Southern California Edison said it has enacted “necessary precautions” based on guidance from the Centers for Disease Control and Prevention.
SONGS’ final two operating reactors were permanently retired in 2013. The transfer of used fuel from cooling pools to dry-cask storage, under contractor Holtec International, is due to be wrap up this summer. Major decommissioning operations by SONGS Decommissioning Solutions began in late February and are scheduled for completion in 2028.
The Nuclear Regulatory Commission does not have the legal power to require COVID-19 testing at its licensees. Representatives of two watchdog groups for SONGS on Friday criticized the lack of a testing requirement.
“The idea that contract workers sickened by fever could be handling 100,000-pound canisters of the world’s deadliest substance with cranes and other heavy equipment is terrifying,” said Charles Langley, executive director of Public Watchdogs, in a news release.
Shutting down a commercial nuclear power plant in response to COVID-19 is essentially a judgment call, Nuclear Regulatory Commission officials said Friday.
Agency staffers discussed regulatory effects from the pandemic in a teleconference with nuclear industry representatives. The teleconference addressed solely operating reactors.
Some members of the public asked about the criteria that would require an online reactor to shut down for coronavirus-related reasons. Nuclear Regulatory Commission officials said there is no set criteria for the agency to intervene independently of a utility, and it is initially up to the plant owner to decide whether to suspend operations if the disease hampers staffing. A utility has the legal responsibility to inform the NRC if a coronavirus-related staffing shortage exists, NRC spokesman Scott Burnell told participants in the teleconference.

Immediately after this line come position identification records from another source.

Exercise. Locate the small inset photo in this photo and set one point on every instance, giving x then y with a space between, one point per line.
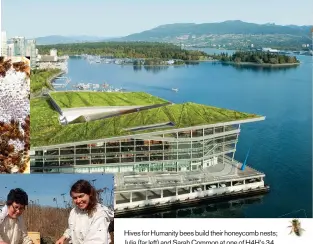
57 208
14 115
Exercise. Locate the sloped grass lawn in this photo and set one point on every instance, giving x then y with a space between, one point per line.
90 99
46 130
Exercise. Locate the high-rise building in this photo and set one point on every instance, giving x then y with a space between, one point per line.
31 52
4 51
0 28
10 49
19 46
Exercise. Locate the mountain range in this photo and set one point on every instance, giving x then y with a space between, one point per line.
232 32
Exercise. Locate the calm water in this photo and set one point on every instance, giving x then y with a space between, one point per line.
280 146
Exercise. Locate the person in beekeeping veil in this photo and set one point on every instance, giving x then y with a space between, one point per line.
88 220
12 228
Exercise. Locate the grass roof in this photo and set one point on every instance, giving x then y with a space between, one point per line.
46 130
91 99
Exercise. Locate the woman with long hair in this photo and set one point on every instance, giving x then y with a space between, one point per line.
88 220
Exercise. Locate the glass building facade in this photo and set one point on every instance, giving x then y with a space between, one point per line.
165 151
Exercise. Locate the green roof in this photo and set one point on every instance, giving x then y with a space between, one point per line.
91 99
46 130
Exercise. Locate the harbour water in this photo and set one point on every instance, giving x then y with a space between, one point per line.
281 146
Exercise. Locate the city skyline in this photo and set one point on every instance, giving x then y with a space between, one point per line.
120 18
49 186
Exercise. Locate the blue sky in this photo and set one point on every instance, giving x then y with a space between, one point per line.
45 187
111 18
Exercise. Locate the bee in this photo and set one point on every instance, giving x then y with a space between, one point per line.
296 227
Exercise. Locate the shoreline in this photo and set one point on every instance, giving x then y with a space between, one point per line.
52 78
259 65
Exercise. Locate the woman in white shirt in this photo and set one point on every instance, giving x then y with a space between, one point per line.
12 227
88 220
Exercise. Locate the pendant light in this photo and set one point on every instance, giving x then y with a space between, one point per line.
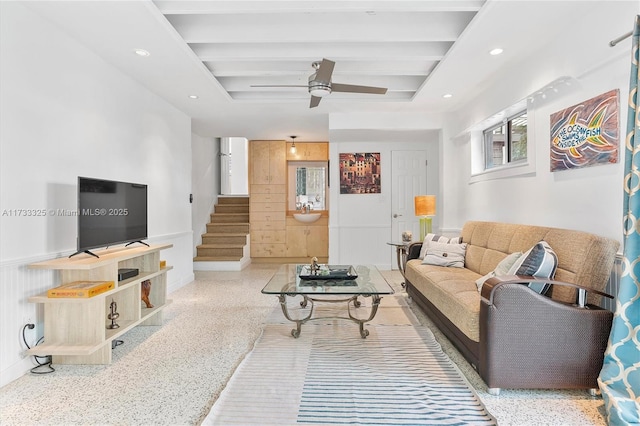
293 149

He added the NRC has the discretion to order a shutdown for safety reasons if it believes one is warranted. “The NRC has the power to step in,” Burnell said. Any potential shutdown for purely economic reasons is up to the utility, NRC officials said.
The regulator expects to issue its first coronavirus-related enforcement guidance document — covering applications for temporary departures from NRC requirements — early this week.